EXPOSE DU LITIGE
Les époux [Z] ont engagé des travaux de rénovation d'une maison individuelle située [Adresse 3] à [Localité 3] dont il sont propriétaires depuis le 16 février 2022.
La maîtrise d''uvre a été confiée à la SARL ADLER, avec pour mission notamment le choix des entreprises et le suivi des travaux.
La SARL [U] a été retenue pour les travaux d'électricité selon devis du 29 juillet 2022, signé le 1er août 2022, pour un montant global de travaux de 19.333,30 euros TTC.
Une résiliation du contrat a été sollicitée et M.[Z] a demandé le remboursement des sommes versées.
Par acte de commissaire de justice du 12 décembre 2023, M.[Z] a ssigné la SARL [U] devant le tribunal judiciaire de Valence aux fins notamment d'obtenir la restitution des sommes versées.
Par jugement du 15 octobre 2024, le tribunal judiciaire de Valence a:
-débouté M.[Z] de l'intégralité de ses demandes.
-condamné M.[Z] aux dépens.
Par déclaration du 7 novembre 2024, M.[Z] a interjeté appel du jugement.
Dans ses conclusions notifiées le 6 janvier 2025, M.[Z] demande à la cour de:
Vu les articles 1101 et suivants du code civil,
Vu les pièces versées au débat,
-infirmer les dispositions suivantes du jugement du 15 octobre 2024 en ce qu'il a:
-débouté Monsieur [Y] [Z] de l'intégralité de ses demandes,
-condamné Monsieur [Y] [Z] aux entiers dépens de l'instance,
Statuant en cause d'appel :
-déclarer la demande de Monsieur [Y] [Z] recevable et bien fondée, et en conséquence :
-prononcer la résiliation unilatérale du marché fondée au regard des manquements,
de la SARL [U]
-juger que la responsabilité de la SARL [U] est engagée pour défaut d'assurance décennale au jour de la signature du contrat et du démarrage des travaux,
-condamner la SARL [U] à lui payer les sommes de':
o 7.346,66 euros au titre de l'acompte perçu,
o 3.000 euros au titre du préjudice moral subi,
-condamner la SARL [U] à payer la somme de 3.000 euros en application de l'article 700 du code de procédure civile ;
-condamner la SARL [U] aux entiers dépens ;
Au soutien de ses demandes, M.[Z] fait valoir qu'il a rapporté la preuve du règlement de l'acompte et que s'agissant les travaux qui viendraient en réduction dudit acompte, l'entreprise est venue sur le chantier les 24, 25 et 26 octobre 2022 mais n'a réalisé aucune prestation, estimant que les conditions n'étaient pas remplies pour son intervention.

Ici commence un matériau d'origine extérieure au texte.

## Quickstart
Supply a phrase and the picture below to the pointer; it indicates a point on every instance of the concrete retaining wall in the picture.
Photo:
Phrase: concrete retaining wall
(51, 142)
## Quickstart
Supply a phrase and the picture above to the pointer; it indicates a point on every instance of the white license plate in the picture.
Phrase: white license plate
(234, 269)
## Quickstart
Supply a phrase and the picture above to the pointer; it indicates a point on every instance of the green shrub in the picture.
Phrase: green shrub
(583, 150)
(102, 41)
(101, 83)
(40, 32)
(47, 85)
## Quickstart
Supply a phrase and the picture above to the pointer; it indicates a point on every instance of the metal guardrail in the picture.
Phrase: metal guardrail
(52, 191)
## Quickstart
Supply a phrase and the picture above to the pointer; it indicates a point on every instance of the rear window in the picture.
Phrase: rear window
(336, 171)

Le 28 octobre 2022, elle a tiré un câble, fait un trou dans un mur et fourni une gaine électrique à l'extérieur.
Il indique que la résiliation adressée à la SARL [U] est fondée sur les dispositions de l'article 8.6.3 du cahier des Clauses Administratives Particulières signées le 11 octobre 2022 et donc applicable à cette dernière.
Il reprend les reproches formulés à la SARL [U] notamment par le maître d'oeuvre, à savoir :
- Des difficultés de communication avec le maître d''uvre,
- Le non-respect du planning,
- La non-transmission des pièces administratives demandées,
- Le non-respect des demandes et observations du maître d''uvre.
et à l'absence d'assurance décennale, celle-ci ayant été souscrite postérieurement au démarrage du chantier ;
Il fait ensuite état de ses préjudices.
La SARL [U] rénovation, citée à domicile, n'a pas constitué avocat, l'arrêt sera rendu par défaut.
L'ordonnance de clôture a été prononcée le 3 février 2026.